Wolfshöhen

Allgemein

Die Wolfshöhen waren eine Hügelkette im Süden Styronnas. Sie waren sehr unwegsam und zu einem großen Teil von Wald bedeckt. Sie bildeten die Grenze zwischen der Ebene von Styronna im Norden und der Weglosen Wildnis im Süden.


Geschichte

Frühzeit

Zu Beginn des Steinernen Zeitalters waren die Wolfshöhen jener Ort, an dem sich Uyeno niederließ und als Harach über ein großes Volk von Wölfen herrschte. Dort lehrte er seine Untergebenen mit Worten zu sprechen und zeigte ihnen viel von dem, was er im Reich der Götter gelehrt hatte. Dort fand Gileiro seinen einstigen Begleiter wieder und entschied, nicht nach Tedéra zurückzukehren. Als Uyeno gemeinsam mit Gileiro die Höhen verließ, ließen auch viele aus seinem Volk die Gegend hinter sich und verbreiteten sich von dort aus über die Wälder. Dennoch lebten auch im Kupfernen Zeitalter noch viele von ihnen dort, als Verbannte aus Kire sich nördlich der Wolfshöhen in Styronna niederließen. Nach einigen Begegnungen zwischen Mensch und Wolf mieden erstere die Höhen, da sie erkannten, dass sie dort nicht willkommen waren. Wohl aber hießen die Wölfe die Ranchar willkommen, die sich wenige Jahrhunderte später über die umliegenden Wälder ausbreiteten.

Jüngere Geschichte

Auch als die Almári unter Alvando nach Orvolor kamen, wurden die Wolfshöhen als Grenzen geachtet. Alvando und sein Sohn Alacrion schlossen Freundschaft mit den Bewohnern der Hügel, sodass diese sogar für sie in den Krieg gegen Voréos zogen. Als im Eisernen Zeitalter dann Sterbliche die Krone von Orvolor trugen, entfremdeten sich die beiden Völker wieder voneinander. Zudem begannen die Bewohner von Orvolor in den Höhen Jagd auf die Wölfe zu machen. Zugleich errichteten sie dort Siedlungen und Festungen. Zu der Zeit, als Orvolor zerbrach und nur mehr im Königreich Styronna weiterbestand, waren die meisten Wölfe aus Harachs Volk längst nach Havalan ausgewandert. Zurück blieben nur ihre entfernten Verwandten, die nicht mehr als wilde Raubtiere waren und von den Menschen Styronnas ihres Felles wegen gejagt wurden. Nachdem auch Styronna zerfallen war, fielen die Höhen wieder der Wildnis anheim. Die Festungen verfielen, die Siedlungen wurden aufgegeben. Nur selten wagten sich noch Menschen in das unwegsame Hügelland.


Tiere und Pflanzen

Die Wolfshöhen waren seit ihrer Entstehung bei der Entrückung Tedéras von Wäldern bedeckt. In den tieferen Lagen waren dies meist Mischwälder, während in den Gipfelgegenden düstere Nadelhölzer vorherrschten.

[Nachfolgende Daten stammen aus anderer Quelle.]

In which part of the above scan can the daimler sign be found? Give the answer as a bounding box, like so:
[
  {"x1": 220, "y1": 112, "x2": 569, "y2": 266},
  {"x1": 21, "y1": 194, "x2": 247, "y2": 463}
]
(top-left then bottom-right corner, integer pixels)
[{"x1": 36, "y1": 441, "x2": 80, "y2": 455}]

In den entlegenen Tälern gediehen Unmengen von Beeren und Pilzen. Vielerlei Wild lebte in den Höhen – Rehe und Wildschweine, ebenso wie Bergziegen und zahlreiche Vögel, die wiederum Raubtiere wie Füchse, Wildkatzen, aber auch Luchse und freilich Wölfe anlockten. Auch Bären gab es in den Höhen. Da die Wolfshöhen so reich an Nahrung waren, verschlug es die Raubtiere von dort aus nur selten nach Westen, sodass die Menschen im Tal des Larlun ihren Frieden hatten.


Bodenschätze

In den Wolfshöhen gab es keinerlei nennenswerte Bodenschätze, wenngleich die Könige von Styronna hin und wieder vergeblich danach graben ließen.